Рашида засмеялась, и это, кажется, означало согласие, во всяком случае, в ее голосе я уловил одобрение. И я ее поцеловал. Губы ее были спокойными и свежими, но она мне не ответила, и я почувствовал себя, как человек, который долго бежал к цели, а когда добежал, не знает, что делать дальше. За бортом парома клокотала вода, и на какое-то мгновение мне показалось, будто мы плывем. Над нами в темно-синем небе, какое можно увидеть на картинах Ван Гога, уже в последний, безумный его период, летел самолет. Куда-то неслась отважная красноватая точечка. Может быть, это убегает от мира чье-то одинокое, охваченное отчаянием сердце? Я провел рукой по лбу и тряхнул головой: так думать нельзя, не смей, дурак, размышлять о таких идиотских вещах! И тут я вдруг почувствовал, как что-то теплое поднимается из глубины моего существа, и понял, что это означает преодоление самого себя. Теперь я был готов на любое дело и свершение, и все было в моих силах. Такое ощущение, и то, вероятно, не всегда, знакомо только богам.
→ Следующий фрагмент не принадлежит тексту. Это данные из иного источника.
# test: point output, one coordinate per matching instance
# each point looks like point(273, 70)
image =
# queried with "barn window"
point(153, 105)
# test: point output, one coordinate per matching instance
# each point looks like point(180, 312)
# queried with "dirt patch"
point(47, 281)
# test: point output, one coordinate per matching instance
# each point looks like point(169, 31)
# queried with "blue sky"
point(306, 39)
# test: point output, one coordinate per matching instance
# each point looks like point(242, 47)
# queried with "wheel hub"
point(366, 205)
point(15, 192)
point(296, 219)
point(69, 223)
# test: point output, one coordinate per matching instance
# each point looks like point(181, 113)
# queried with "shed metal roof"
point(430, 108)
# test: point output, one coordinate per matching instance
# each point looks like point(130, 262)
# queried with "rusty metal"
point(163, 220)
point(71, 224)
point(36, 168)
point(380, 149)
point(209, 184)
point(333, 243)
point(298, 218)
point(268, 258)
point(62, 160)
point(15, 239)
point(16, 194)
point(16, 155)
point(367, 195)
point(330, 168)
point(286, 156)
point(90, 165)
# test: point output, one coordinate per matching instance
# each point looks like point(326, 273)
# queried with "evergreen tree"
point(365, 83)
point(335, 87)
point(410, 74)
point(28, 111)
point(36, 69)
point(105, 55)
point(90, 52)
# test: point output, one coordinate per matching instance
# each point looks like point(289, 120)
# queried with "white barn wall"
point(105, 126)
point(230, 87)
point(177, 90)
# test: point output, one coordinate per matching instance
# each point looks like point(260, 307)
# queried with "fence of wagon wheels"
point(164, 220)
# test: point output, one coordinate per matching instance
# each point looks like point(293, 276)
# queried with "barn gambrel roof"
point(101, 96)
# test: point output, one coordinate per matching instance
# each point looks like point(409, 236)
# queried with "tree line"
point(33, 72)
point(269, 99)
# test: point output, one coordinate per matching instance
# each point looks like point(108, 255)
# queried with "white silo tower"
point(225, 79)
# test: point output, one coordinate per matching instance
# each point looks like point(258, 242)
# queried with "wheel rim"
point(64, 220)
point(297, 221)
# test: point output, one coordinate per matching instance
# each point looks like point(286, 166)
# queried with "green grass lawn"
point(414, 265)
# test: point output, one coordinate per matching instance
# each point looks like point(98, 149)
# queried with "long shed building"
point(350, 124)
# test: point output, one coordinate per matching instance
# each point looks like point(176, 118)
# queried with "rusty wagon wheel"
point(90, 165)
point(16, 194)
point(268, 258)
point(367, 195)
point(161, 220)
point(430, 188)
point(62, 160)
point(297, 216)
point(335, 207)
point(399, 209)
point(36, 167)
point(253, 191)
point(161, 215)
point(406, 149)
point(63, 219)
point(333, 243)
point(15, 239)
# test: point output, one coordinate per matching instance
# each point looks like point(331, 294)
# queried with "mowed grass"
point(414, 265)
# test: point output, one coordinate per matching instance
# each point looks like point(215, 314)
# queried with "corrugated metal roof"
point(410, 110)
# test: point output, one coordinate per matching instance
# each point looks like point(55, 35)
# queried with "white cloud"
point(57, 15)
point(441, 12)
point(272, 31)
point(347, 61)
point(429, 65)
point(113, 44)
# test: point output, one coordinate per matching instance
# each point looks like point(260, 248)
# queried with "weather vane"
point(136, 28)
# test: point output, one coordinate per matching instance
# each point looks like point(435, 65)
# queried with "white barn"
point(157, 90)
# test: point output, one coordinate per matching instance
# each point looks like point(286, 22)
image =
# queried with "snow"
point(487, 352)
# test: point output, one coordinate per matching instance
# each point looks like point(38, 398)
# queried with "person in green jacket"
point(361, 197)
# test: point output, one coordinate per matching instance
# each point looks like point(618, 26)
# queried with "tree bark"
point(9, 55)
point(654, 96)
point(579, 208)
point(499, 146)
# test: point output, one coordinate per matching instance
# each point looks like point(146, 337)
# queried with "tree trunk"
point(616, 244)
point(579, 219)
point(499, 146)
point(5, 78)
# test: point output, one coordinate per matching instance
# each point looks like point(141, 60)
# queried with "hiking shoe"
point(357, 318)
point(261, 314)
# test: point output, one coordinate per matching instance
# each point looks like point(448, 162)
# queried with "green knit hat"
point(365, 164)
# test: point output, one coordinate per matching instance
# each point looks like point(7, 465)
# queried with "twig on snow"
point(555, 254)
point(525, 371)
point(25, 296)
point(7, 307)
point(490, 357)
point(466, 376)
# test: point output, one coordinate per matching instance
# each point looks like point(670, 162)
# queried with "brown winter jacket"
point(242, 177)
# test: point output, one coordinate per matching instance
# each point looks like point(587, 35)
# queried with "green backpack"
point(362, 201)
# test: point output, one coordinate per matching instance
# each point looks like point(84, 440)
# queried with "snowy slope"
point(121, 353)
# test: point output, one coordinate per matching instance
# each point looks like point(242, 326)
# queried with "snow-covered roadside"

— Теперь ты, Рашида, моя девушка! — сказал я.
— Правда?
Своим стремительным, нетерпеливым движением она отбросила с лица волосы и улыбнулась. Я не знал, что это должно обозначать, но, когда речь идет о таком человеке, как Рашида, можно ожидать чего угодно. Наверно, она восприняла эти слова как анекдот, забавный, но все же анекдот, подумал я. Такая сорви-голова иначе думать не может!
Над набухшей, пылающей Тисой распускались водяные цветы, а со дна реки подымалась какая-то особенная вечерняя тишина. С банатской стороны возвращался последний пароходик, а по мосту прогрохотал Tauern-экспресс. Мелькавшие за окнами вагонов лица пассажиров выглядели зелеными и сонными. Хмуро и тупо, будто рыбы за стеклом аквариума, они пялились в ночь. Мне подумалось, сколько же поездов на своем веку встретил и проводил Рашидин отец, а сам не ездил дальше Белграда и Сараева. И я решил рассказать ей о своих планах, о путешествии на острова Южного моря. Я думал, Рашида удивится, а она просто спросила, когда я намереваюсь ехать.